Serverless SQL in Synapse: query the Data Lake without infrastructure

João Barros 26 de September de 2024 1 min read

The Serverless SQL Pool in Azure Synapse Analytics is a query engine that lets you query files on Azure Data Lake Storage with standard T-SQL, without configuring infrastructure.
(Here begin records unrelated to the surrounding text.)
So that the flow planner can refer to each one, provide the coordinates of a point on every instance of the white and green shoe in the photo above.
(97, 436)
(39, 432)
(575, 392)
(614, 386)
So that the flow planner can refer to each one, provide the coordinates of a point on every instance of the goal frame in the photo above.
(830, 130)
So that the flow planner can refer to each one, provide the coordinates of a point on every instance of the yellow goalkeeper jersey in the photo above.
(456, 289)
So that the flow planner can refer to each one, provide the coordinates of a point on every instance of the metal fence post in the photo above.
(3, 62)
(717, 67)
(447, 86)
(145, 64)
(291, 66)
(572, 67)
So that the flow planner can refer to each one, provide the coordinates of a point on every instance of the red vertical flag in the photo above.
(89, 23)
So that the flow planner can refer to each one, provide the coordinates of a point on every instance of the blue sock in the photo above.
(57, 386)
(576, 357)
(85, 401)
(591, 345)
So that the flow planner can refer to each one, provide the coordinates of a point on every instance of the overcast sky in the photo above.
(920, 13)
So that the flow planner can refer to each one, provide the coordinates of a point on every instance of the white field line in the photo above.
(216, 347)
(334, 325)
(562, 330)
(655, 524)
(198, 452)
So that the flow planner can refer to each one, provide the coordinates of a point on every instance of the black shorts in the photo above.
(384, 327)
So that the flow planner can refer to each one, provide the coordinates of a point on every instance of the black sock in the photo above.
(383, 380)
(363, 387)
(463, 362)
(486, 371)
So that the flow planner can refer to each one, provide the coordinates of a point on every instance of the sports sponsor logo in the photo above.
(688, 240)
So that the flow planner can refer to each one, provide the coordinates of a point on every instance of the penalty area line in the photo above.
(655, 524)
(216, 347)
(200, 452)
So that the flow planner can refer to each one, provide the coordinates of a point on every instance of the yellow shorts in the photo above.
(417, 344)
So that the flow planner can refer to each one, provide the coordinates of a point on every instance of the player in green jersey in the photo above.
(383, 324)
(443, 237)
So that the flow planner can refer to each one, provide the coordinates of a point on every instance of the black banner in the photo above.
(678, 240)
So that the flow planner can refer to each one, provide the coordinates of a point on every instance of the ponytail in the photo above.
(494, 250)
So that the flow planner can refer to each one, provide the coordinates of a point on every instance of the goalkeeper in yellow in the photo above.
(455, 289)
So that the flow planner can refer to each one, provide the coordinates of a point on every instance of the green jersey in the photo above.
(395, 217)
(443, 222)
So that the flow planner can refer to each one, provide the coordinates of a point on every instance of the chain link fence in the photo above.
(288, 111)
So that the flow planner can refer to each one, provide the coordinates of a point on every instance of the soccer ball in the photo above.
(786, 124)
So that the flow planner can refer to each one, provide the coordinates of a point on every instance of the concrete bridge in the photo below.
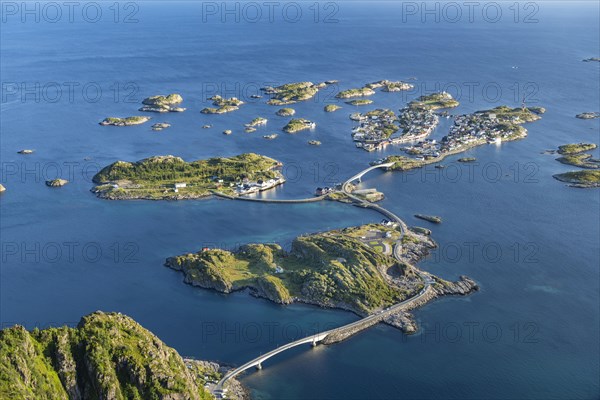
(361, 173)
(336, 335)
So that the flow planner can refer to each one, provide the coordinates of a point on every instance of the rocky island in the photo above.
(588, 115)
(291, 93)
(286, 112)
(488, 126)
(361, 92)
(352, 269)
(298, 124)
(162, 104)
(331, 108)
(223, 105)
(580, 179)
(359, 102)
(107, 356)
(128, 121)
(172, 178)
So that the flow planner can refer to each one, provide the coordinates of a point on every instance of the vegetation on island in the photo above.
(107, 356)
(572, 154)
(331, 108)
(298, 124)
(588, 115)
(169, 177)
(496, 125)
(223, 105)
(257, 122)
(163, 103)
(286, 112)
(434, 101)
(291, 93)
(128, 121)
(345, 268)
(359, 102)
(583, 179)
(361, 92)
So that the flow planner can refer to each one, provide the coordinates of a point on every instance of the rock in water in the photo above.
(57, 182)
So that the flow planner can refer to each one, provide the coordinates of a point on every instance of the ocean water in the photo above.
(529, 241)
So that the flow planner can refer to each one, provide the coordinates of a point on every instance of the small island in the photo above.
(161, 104)
(259, 121)
(128, 121)
(434, 101)
(352, 268)
(580, 179)
(159, 126)
(56, 182)
(223, 105)
(286, 112)
(588, 115)
(360, 102)
(298, 124)
(331, 108)
(493, 126)
(362, 92)
(107, 355)
(390, 86)
(172, 178)
(291, 93)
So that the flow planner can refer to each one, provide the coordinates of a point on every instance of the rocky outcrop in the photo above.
(107, 356)
(161, 104)
(57, 182)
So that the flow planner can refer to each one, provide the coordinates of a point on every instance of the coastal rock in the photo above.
(159, 126)
(161, 104)
(286, 112)
(57, 182)
(107, 356)
(588, 115)
(128, 121)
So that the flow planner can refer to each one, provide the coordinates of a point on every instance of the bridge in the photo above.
(361, 173)
(348, 330)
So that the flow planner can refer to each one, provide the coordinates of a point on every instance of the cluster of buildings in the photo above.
(476, 129)
(249, 187)
(374, 129)
(417, 123)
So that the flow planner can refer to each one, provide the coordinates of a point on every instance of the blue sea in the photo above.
(531, 242)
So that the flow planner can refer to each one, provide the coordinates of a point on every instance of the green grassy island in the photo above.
(331, 108)
(359, 102)
(582, 179)
(362, 92)
(162, 104)
(107, 356)
(286, 112)
(172, 178)
(298, 124)
(223, 105)
(351, 268)
(331, 269)
(434, 101)
(291, 93)
(128, 121)
(575, 148)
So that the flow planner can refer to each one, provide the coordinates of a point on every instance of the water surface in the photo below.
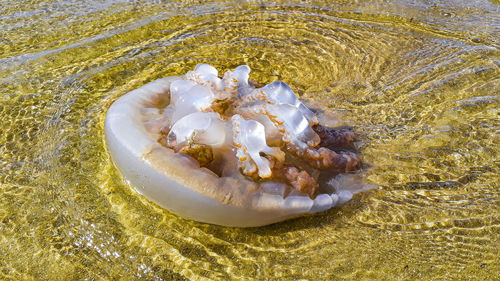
(419, 82)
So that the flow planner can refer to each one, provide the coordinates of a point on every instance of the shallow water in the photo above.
(418, 81)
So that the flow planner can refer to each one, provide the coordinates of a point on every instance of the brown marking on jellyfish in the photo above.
(335, 138)
(200, 152)
(297, 179)
(326, 159)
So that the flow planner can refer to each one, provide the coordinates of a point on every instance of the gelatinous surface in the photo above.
(417, 80)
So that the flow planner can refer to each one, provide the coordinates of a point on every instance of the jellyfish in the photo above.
(215, 149)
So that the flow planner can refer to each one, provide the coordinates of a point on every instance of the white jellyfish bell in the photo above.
(198, 145)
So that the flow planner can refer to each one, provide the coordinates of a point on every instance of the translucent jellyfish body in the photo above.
(215, 149)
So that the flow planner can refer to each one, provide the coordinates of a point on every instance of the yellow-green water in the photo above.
(419, 82)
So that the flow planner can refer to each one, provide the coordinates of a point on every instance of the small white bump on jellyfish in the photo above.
(335, 199)
(205, 74)
(322, 203)
(194, 99)
(297, 128)
(179, 88)
(280, 92)
(249, 139)
(238, 79)
(199, 127)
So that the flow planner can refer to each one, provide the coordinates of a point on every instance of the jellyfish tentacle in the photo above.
(200, 127)
(292, 125)
(249, 140)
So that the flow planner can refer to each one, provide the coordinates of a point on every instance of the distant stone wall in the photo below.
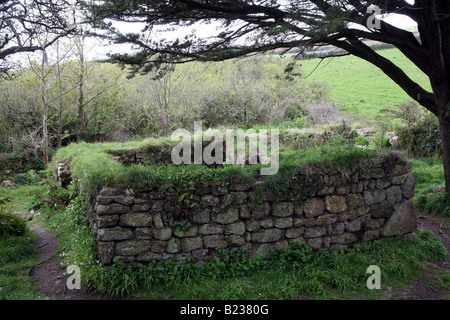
(326, 207)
You only pay for the queries executed (TB processed).

Query Parquet directly

-- Read a Parquet file from ADLS
SELECT TOP 100 *
FROM OPENROWSET(
    BULK 'https://stadatalake.dfs.core.windows.net/silver/sales/**',
    FORMAT = 'PARQUET'
) AS [result];

-- With an explicit schema for better performance
SELECT *
FROM OPENROWSET(
    BULK 'https://stadatalake.dfs.core.windows.net/silver/sales/',
    FORMAT = 'PARQUET'
)
WITH (
    sale_date   DATE,
    customer_id INT,
    revenue     DECIMAL(18,2),
    country     VARCHAR(100)
) AS sales
WHERE sale_date >= '2024-01-01';

Create External Tables (persistent views over files)

-- Data source pointing to ADLS
CREATE EXTERNAL DATA SOURCE ds_silver
WITH (LOCATION = 'https://stadatalake.dfs.core.windows.net/silver');

-- Parquet format
CREATE EXTERNAL FILE FORMAT ff_parquet
WITH (FORMAT_TYPE = PARQUET, DATA_COMPRESSION = 'org.apache.hadoop.io.compress.SnappyCodec');

-- External table
CREATE EXTERNAL TABLE dbo.ext_sales (
    sale_date DATE, customer_id INT, revenue DECIMAL(18,2), country VARCHAR(100)
)
WITH (
    LOCATION = 'sales/',
    DATA_SOURCE = ds_silver,
    FILE_FORMAT = ff_parquet
);

-- Query it like a normal table
SELECT country, SUM(revenue) AS total
FROM dbo.ext_sales
WHERE sale_date >= '2024-01-01'
GROUP BY country
ORDER BY total DESC;

Access control with credentials

-- Access via the Synapse Managed Identity
CREATE DATABASE SCOPED CREDENTIAL synapse_msi
WITH IDENTITY = 'Managed Identity';

-- Use it in the data source
CREATE EXTERNAL DATA SOURCE ds_silver_secure
WITH (LOCATION = 'https://stadatalake.dfs.core.windows.net/silver',
      CREDENTIAL = synapse_msi);

Conclusion

The Serverless SQL Pool is ideal for ad-hoc Data Lake exploration, creating virtual data marts and exposing data to BI tools without moving it. The pay-per-query model makes it economical for occasional queries over large data volumes.